Zeitgleich mit der Ausarbeitung der neuen kommunalen Landkarte will das Innenministerium mit dem Syvicol die Arbeit an einem Entwurf zur Reform der kommunalen Finanzen beginnen. So soll in Betracht gezogen werden, die Entwicklung der kommunalen Einnahmen an die Staatseinnahmen anzulehnen.
Die Ministerien werden beauftragt, transparente und nachvollziehbare Kriterien vorzulegen, nach denen Subsidien an Gemeinden und Syndikate vergeben werden. Regionale Fonds zur Verteilung von staatlichen Finanzmitteln hält die Regierung für nützlich. Während an der Territorialreform gefeilt wird, soll auch die Schaffung solcher Fonds vorbereitet werden. Durch eine Modernisierung der kommunalen Buchführung soll eine kurz- und mittelfristige Finanzplanung in den Ratshäusern gewährleistet werden. Die bisherige Kontrolle der Gemeindekonten soll unter Umständen an den Rechnungshof angegliedert werden.
Mehr Rechtssicherheit verspricht sich die Regierung von der Ausarbeitung eines „Code territorial“, der alle Bestimmungen über die Kommunen vereinigen könnte. Widersprüchliche Regelungen sollen auf diese Weise aus der Welt geschafft werden.
Die staatliche Aufsicht über die Gemeinden soll erleichtert werden. In Zukunft will der Staat nur noch die Gesetzmäßigkeit der kommunalen Entscheidungen kontrollieren. „Dies stellt eine Stärkung der kommunalen Autonomie dar“, wird im Koalitionsabkommen betont.
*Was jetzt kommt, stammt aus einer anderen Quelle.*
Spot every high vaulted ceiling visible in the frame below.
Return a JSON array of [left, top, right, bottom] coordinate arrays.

Zudem wird die doppelte Kontrolle durch den Distriktskommissar und das Innenministerium abgeschafft. Die Kommissare sollen in einer einheitlichen, aber dezentralisierten Behörde aufgehen, die die Gemeinden bei der Anwendung der Gesetze berät.
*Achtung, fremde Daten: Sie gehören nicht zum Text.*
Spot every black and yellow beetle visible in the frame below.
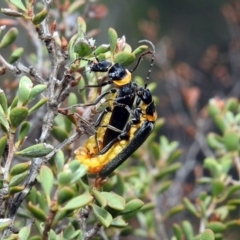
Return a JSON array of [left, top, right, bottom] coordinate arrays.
[[75, 40, 157, 179]]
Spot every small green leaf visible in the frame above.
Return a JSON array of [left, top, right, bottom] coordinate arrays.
[[121, 199, 144, 215], [0, 89, 8, 114], [223, 130, 239, 151], [213, 114, 227, 132], [211, 179, 225, 197], [173, 224, 184, 240], [77, 17, 87, 37], [16, 143, 53, 158], [62, 193, 94, 210], [101, 192, 125, 211], [32, 9, 48, 25], [219, 184, 240, 202], [0, 105, 10, 133], [182, 221, 194, 240], [52, 126, 69, 142], [0, 135, 8, 156], [28, 202, 47, 222], [18, 76, 33, 106], [200, 229, 215, 240], [28, 84, 47, 102], [207, 133, 224, 149], [38, 165, 54, 197], [204, 158, 221, 178], [164, 204, 184, 219], [92, 204, 112, 227], [156, 181, 173, 194], [91, 189, 107, 207], [8, 48, 24, 64], [58, 186, 74, 205], [58, 170, 72, 186], [10, 107, 28, 128], [10, 162, 31, 176], [0, 27, 18, 48], [74, 41, 92, 57], [54, 151, 65, 173], [114, 52, 135, 66], [18, 122, 30, 142], [183, 197, 200, 218], [9, 0, 27, 12], [29, 98, 48, 115], [9, 171, 28, 187], [0, 218, 12, 230], [206, 222, 226, 233], [9, 185, 25, 195], [224, 97, 239, 112], [18, 226, 31, 240], [111, 217, 128, 228], [108, 28, 118, 55], [94, 44, 110, 56]]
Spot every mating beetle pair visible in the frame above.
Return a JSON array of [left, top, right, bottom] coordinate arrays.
[[71, 40, 157, 179]]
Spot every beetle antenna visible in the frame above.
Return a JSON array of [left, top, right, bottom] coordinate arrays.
[[139, 40, 156, 88], [81, 28, 99, 62]]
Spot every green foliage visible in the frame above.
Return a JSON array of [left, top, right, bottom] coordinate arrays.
[[0, 0, 195, 240]]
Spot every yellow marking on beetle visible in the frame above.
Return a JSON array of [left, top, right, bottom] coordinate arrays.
[[113, 69, 132, 87], [75, 122, 140, 174]]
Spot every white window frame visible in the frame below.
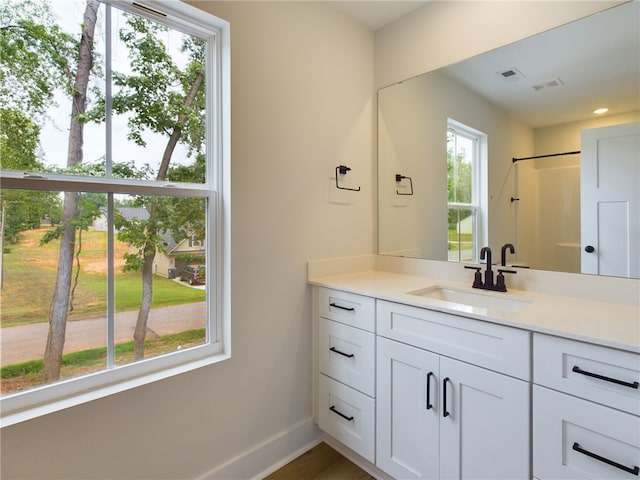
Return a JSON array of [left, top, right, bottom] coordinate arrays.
[[447, 118, 489, 263], [0, 0, 231, 427]]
Die Regierung will die Modernisierung der Rettungsdienste weiterführen. So soll eine Reorganisation per Gesetz durchgeführt werden. Ein nationaler Plan wird als Grundlage dienen, um u.a. eine Hierarchisierung der Einsatzzentren festzulegen und Kompetenzzentren für verschiedene Ernstfälle einzurichten. Die Freiwilligen sollen von hauptberuflichem Personal unterstützt werden, um so eine Dauerbereitschaft in den Einsatzzentren zu gewährleisten.
Auch die Strukturen der Polizei sollen angepasst werden, um die Präsenz vor Ort zu verbessern. Das Polizeigesetz von 1999 und die Disziplinarvorschriften sollen überarbeitet werden. Die Aufgaben der Agents municipaux wollen CSV und LSAP erweitern, ohne aber eine „kommunale Polizei“ zu schaffen.
Die Zuständigkeit für den Wasserschutz verblieb beim Innenministerium. Der Bewirtschaftungsplan soll umgesetzt und Quellenschutzzonen ausgewiesen werden. Zügig soll der Leitplan zum Hochwasserschutz angewendet werden. Auf Dauer will die Regierung einen einheitlichen Wasserpreis im Großherzogtum einführen.
Die Koalition hält an ihrem Ziel fest, Luxemburg zum „kommerziellen Zentrum“ der Großregion zu machen. Dem Innenminister wurde die Kompetenz für alles Großregionale zugesprochen und eine verstärkte Zusammenarbeit mit den Nachbarn in Aussicht gestellt.